Delivering Quality and Reliability Customer Challenge
Senior Staff Network Analyst Joe Daniels works alongside the IT team at Southern Star Central Gas Pipeline to maintain an extensive communications network that includes over 100 routers and switches—some located in very remote and isolated locations. It is the IT group’s responsibility to ensure that the network components along every section of Southern Star’s sprawling pipeline infrastructure are tracked and under control at all times.
Microwave radio and satellite links provide the company with effective network redundancy. In the most remote locations where commercial high-speed data connectivity is unavailable, the company also relies on lower bandwidth terrestrial radio spurs to further extend network connectivity. For these isolated areas where the company often limits network traffic to include only the most critical data and control information, Daniels considers QoS to be especially important.

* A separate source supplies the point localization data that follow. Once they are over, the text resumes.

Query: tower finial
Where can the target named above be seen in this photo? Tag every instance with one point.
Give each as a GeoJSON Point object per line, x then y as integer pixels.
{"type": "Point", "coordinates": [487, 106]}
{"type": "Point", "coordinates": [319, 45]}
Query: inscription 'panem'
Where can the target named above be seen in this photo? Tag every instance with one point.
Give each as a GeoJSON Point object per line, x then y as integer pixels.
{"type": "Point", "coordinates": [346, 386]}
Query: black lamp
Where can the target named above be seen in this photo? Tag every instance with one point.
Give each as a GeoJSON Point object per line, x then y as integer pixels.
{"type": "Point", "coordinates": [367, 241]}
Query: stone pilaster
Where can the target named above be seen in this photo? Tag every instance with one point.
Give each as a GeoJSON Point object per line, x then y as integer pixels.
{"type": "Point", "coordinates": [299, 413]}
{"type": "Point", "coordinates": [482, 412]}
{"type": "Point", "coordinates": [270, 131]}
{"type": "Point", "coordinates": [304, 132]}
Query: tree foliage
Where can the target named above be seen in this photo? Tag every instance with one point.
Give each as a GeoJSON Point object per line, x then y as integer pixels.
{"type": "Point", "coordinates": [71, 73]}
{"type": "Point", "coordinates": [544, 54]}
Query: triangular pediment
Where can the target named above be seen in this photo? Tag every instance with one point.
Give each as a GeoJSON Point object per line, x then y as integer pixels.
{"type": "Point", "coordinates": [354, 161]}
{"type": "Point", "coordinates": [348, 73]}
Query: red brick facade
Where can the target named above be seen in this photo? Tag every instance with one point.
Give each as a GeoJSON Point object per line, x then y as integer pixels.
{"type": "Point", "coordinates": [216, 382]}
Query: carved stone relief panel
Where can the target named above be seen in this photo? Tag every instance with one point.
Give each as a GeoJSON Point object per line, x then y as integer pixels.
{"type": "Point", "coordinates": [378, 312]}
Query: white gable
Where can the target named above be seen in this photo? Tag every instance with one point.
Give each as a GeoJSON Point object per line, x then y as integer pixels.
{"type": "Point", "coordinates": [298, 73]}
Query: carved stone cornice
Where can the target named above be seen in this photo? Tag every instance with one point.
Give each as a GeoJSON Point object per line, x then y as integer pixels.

The network carries supervisory control and data acquisition (SCADA) information critical for continuous monitoring of conditions along the pipeline. The Southern Star IT department is on call around the clock to ensure there will be an immediate response to any potential problems or emergencies that arise.
Most of the Southern Star network is well provisioned with plenty of capacity. Daniels is a strong proponent of solidly redundant infrastructures, and he credits the company’s practice of provisioning robust backup links with reducing downtime and keeping urgent service calls to a minimum.
Daniels felt implementing quality of service (QoS) should be the logical next step to ensure protection and effective management of this bandwidth for applications such as network-wide VoIP and video that he envisions for the future.
Because Southern Star did not have extensive experience with QoS, Daniels took it upon himself to research and champion this technology for the company. “For the first two or three months I read everything I could get my hands on,” he said. “The more I read, the more I realized what a daunting task I had taken on. I knew it would be a huge undertaking.”
Daniels built a three router test network to experiment with the concepts he had been reading about. “By chance, about three-quarters of the way into my research, I saw a blog on QoS by Cisco’s Jimmy Ray Purser. He said some very positive things about LiveAction software, so I checked out [their] website and downloaded the free trial. I was just amazed that you could actually see the flows and classes and knew right then that I would need this as a tool to implement our QoS,” Daniels said.
Before seeing LiveAction’s network experience platform (now known as LiveNX*), Daniels worked on the assumption that he would be spending a lot of time with the command line interface. “If I had to do it with just command lines and show statements, I would still be wondering if I did it right,” he said. “With LiveAction I don’t have to rely on the CLI. I have never seen any other product that can do this. It’s a great tool and looking back, had we not come across LiveAction, the task on our plate would have been much bigger and much more stressful.”